Just this week another American politician fell to the consequences of perpetuating a lie. It seems a weekly occurrence in that profession. Usually public opinion is split on the gravity of the offense and the more liberal among us often choose to soften its impact by calling it a “cover up”. The grander-scale variety of lying is not as easy to pull off as it once was. A big betrayer of untruths is the computer who refuses to form an allegiance to anything but the facts. And, individuals whose corroboration could once be bought with a few thousand dollars are now realizing much larger pay days as informants or news breakers.
In my opinion, the practice of mea culpa or falling on one’s sword is overworked and overrated. The parade of confessors and tearful apologizers has desensitized us to the point that, sadly, we tolerate our leaders committing acts of dishonesty and betrayal.
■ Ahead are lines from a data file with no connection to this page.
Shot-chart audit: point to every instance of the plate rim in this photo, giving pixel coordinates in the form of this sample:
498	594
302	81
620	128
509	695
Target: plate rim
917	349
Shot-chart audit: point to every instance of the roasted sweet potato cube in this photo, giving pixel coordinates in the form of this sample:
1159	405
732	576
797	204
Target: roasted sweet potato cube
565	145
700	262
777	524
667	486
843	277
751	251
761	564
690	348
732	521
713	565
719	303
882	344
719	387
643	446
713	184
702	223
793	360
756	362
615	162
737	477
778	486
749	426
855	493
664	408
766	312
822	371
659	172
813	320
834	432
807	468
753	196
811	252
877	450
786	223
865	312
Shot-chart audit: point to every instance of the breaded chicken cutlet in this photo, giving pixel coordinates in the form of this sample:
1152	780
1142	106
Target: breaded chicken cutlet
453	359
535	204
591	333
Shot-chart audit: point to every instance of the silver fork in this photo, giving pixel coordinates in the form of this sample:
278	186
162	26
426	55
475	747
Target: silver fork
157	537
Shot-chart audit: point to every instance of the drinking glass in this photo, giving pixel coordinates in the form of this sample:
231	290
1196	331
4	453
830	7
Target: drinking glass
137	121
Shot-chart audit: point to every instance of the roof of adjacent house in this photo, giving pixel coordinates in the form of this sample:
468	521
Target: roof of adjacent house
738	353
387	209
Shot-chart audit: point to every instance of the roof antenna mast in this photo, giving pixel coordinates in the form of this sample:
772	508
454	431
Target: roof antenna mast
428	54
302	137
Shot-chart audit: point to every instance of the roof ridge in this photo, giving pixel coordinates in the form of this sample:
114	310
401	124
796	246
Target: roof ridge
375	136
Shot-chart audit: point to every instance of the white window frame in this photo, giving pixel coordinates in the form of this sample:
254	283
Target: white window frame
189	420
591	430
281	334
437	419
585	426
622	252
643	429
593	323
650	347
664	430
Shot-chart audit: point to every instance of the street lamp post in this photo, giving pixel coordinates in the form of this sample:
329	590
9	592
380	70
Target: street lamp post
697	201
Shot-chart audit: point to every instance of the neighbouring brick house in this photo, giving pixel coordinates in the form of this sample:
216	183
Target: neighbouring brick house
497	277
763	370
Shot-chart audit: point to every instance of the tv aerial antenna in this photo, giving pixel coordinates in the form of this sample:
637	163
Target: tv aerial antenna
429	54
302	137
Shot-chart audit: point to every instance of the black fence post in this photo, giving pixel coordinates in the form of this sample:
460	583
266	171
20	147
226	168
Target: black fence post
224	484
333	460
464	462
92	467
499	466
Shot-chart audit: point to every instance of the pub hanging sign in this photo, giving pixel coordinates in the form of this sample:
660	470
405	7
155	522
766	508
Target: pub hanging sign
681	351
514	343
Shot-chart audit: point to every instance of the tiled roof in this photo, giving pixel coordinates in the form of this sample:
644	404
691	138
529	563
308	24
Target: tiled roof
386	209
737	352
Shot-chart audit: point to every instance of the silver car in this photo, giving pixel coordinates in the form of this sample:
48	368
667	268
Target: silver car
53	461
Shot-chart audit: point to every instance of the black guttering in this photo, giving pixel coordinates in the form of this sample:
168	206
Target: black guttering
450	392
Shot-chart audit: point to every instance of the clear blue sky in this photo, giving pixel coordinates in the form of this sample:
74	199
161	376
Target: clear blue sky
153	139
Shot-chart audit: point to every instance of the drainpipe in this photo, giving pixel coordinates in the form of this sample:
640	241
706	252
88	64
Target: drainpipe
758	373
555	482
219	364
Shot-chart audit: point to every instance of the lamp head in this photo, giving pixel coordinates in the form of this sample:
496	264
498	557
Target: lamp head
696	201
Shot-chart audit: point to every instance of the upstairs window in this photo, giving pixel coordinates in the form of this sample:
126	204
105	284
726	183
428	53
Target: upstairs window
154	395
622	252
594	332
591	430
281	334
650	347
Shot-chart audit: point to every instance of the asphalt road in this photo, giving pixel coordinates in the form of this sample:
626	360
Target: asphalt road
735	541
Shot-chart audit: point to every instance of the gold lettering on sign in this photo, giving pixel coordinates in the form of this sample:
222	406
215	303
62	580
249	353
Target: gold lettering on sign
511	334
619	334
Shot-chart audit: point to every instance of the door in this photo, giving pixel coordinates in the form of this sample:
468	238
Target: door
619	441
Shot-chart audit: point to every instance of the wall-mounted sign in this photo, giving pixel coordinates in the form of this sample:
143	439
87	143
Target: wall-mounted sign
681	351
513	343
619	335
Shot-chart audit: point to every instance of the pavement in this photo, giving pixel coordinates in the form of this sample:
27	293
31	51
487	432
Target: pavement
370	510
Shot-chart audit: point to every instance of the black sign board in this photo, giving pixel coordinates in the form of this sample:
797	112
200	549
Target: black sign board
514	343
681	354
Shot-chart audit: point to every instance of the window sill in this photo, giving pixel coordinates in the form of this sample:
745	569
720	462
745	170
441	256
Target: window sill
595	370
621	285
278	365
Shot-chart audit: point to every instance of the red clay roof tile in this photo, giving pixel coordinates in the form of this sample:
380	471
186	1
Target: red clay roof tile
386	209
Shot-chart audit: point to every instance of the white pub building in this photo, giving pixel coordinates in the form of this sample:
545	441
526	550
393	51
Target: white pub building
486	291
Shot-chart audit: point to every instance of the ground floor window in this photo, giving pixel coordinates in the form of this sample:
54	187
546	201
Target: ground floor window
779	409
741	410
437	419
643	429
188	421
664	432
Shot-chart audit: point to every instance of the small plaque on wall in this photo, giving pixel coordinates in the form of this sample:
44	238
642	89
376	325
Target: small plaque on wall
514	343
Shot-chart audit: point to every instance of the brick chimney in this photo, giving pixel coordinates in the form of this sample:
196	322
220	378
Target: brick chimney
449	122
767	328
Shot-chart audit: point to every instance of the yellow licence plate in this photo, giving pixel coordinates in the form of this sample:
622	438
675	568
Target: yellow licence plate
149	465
It seems society does not want to impose superhuman expectations of practical wisdom and ethics on these mere mortals, so we dismiss a lot of the actions of elected officials, teachers, clergy or law enforcement. When I was growing up, these people were pillars of trust and admiration in the community; someone to emulate or aspire to.
I tend to hold the sports and entertainment industry to a lesser standard since they have not pledged any homage to their fans, even though they are often more imitated and revered as role models.
Where do we learn the value of being truthful? As parents and stepparents, we likely uphold honesty in our homes and count lying among the more punishable offenses. Lying is typically utilized as a tool to avoid punishment, discomfort, inconvenience or even to prevent hurting someone’s feelings. The caliber, intent and impact may differ, but everyone lies. From occasional to the pathological, everyone, at some time, justifies an edited version of the truth.
I would categorize my dad as an honest man. He was strict in his interpretation of the truth. When I was a teenager I wanted a Princess phone in my room so he purchased and installed one for me. A few months later the telephone company was coming to do some unrelated work in our home. Dad told me to keep my bedroom door closed since they didn’t need to know I had this new phone. He didn’t tell me to lie about it, but I got the message that there was a reason to not reveal it. I greeted the repair man that day and he asked me how many phones were in the house. I dutifully said, one. He proceeded to call our number on his handset and to my horror…the phone in my room rang. When it all came to the surface, I realized my dad had rigged my phone so we would not have to pay for a secondary line. To right the wrong and turn it into a teachable moment, he admitted what he had done and asked the technician to legally connect the phone and add it to our account.
We expect our kids to tell the truth. We teach them to be honest by not withholding or misstating information. Purposely omitting the truth is still a lie. We close their loopholes by minimizing our own. At the same time we strive to create an atmosphere where truth, no matter how brutal, can safely be spoken in our presence. Teenagers are quick to retreat when their transparency is met with judgment. Newly created families are especially vulnerable to the temptation to lie. We are revealing ourselves to one another but at the same time want to put our best possible face on.
Examining our daily actions might uncover some unintended messages. Whether we tell the kids to say we’re not at home when we are; or we take them out of school for our convenience under the guise of a medical appointment or if we sneak purchases into the house to avoid unwanted discussions about finances…we are creating a double standard: parents can lie if they need to, but children are held to stricter accountability. Beware that double standards will quickly disillusion teenagers and often take their actions underground.
How we handle the expectation we have for honesty in our families is largely dictated by the trust we build in our relationships. To create trust it is important that we do not practice deception. Remember, people resort to lies in order to protect themselves from being exposed and it usually requires another lie to support the first one.